Nous l'avions déjà reçu chez Graffiti en 2005 pour parler avec lui de ses livres Entre villes, superbe promenade érudite et intelligente à travers les villes d'Europe et d'ailleurs, et Le paradoxe de Francisco, fait de poésies et de proses mêlées. Car Stefan Hertmans est un grand intellectuel, homme de culture complet, poète, romancier, nouvelliste, essayiste, homme de théâtre.

Stefan Hertmans
revient chez Graffiti
le mercredi 2 décembre 2015 à 20h
à l'occasion de la sortie aux Editions Gallimard
de son dernier livre, à la fois récit et roman
Guerre et térébentine

 

stefan-hertmans-guerre-terebenthineNotice Graffiti
Il y a des livres qui, sitôt parus, sont appelés à devenir des classiques. Et parmi ceux-ci, Guerre et térébenthine de Stefan Hertmans, qui se pose en même temps comme un de ces grands textes que la Flandre apporte régulièrement à la littérature belge. Car son propos, qui raconte la vie de son grand-père, Urbain Martien, à partir de ses carnets retrouvés, épouse assez bien les contours de l'histoire belge du 20e siècle. La condition ouvrière et les premières luttes sociales, la présence forte d'une Eglise conservatrice, la Première guerre mondiale et ses clivages entre gens du peuple et une élite francophone ressentie comme arrogante, le siècle est dur pour les humbles. Il faut donc s'aider à vivre et l'homme est fier. Toujours tiré à quatre épingles, il s'adonne à la peinture, imitant les plus grands, Rubens, Rembrandt, négligeant les modernes peintres du dimanche que sont Van Gogh et consorts. Sans oublier l'amour infini porté à celle qui disparaîtra trop vite.
Guerre et térébenthine est à l'image de la culture et de la finesse de son auteur, qui ne cesse d'interroger la réalité par le prisme de l'art et de son histoire personnelle.

Déjà traduit dans une vingtaine de langues, Guerre et térébentine a reçu le prestigieux prix AKO aux pays-Bas.

Notice de l'éditeur
Quand Stefan Hertmans entreprend la lecture des centaines de pages de notes laissées par son grand-père, il comprend que cette vie-là vaut la peine d’être racontée.

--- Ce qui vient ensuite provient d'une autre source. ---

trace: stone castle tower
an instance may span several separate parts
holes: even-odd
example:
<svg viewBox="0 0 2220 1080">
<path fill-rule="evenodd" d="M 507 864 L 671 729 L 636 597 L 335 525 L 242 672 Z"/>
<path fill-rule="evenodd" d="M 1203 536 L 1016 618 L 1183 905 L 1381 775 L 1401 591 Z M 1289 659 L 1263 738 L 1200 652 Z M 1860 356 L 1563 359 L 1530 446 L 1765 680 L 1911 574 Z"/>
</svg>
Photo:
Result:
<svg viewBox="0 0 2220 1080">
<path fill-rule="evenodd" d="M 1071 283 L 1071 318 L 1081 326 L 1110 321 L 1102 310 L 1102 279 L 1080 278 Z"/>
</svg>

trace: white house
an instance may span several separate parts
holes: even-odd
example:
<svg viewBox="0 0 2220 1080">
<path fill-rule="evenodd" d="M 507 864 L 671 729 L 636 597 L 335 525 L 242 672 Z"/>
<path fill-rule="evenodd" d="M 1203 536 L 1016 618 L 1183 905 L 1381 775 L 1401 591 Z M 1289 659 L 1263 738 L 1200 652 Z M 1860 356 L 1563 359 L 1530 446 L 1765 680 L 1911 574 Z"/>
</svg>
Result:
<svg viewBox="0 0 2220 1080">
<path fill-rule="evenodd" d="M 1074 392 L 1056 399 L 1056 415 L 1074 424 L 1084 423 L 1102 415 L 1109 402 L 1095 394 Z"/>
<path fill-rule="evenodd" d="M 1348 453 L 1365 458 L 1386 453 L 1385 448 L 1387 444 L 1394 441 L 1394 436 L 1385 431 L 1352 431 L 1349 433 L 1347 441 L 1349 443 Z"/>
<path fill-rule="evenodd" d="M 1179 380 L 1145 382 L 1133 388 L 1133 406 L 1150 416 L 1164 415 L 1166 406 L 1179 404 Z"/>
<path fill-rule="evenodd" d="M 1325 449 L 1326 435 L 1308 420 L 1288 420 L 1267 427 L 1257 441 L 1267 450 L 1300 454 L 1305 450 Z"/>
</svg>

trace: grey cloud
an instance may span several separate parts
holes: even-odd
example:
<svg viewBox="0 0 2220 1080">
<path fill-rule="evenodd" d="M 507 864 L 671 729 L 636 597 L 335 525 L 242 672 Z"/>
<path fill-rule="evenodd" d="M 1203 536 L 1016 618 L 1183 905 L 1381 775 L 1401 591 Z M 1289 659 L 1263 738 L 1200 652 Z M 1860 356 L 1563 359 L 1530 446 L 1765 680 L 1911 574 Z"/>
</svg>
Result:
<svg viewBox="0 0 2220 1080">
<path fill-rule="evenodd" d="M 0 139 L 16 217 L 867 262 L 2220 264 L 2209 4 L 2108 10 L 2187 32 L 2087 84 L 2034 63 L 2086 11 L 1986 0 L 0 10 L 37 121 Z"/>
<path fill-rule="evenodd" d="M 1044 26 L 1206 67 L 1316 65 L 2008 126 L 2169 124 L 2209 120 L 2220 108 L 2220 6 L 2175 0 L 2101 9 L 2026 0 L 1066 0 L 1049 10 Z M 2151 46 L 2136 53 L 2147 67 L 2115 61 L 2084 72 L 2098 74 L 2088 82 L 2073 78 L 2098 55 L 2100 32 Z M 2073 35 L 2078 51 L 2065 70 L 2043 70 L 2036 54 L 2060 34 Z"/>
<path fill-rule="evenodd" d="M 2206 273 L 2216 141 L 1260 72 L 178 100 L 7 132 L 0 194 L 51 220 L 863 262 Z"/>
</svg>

Une enfance très pauvre à Gand, le rêve de devenir peintre, puis l’horreur de la Grande Guerre dans les tranchées de Flandre sont les étapes d’une existence emblématique de tout un siècle. Mais l’histoire de cet homme nommé Urbain Martien ne se réduit pas à ce traumatisme et, grâce à son talent de conteur, Hertmans nous fait ressentir à quel point la peinture mais également un amour trop tôt perdu auront marqué l’existence de son grand-père.
Ce récit restitue avec une grande sensibilité un parcours marqué par la césure indélébile que représente la Première Guerre mondiale dans notre histoire collective et individuelle. Stefan Hertmans nous donne à lire une poignante saga familiale et un panorama puissant du siècle dernier.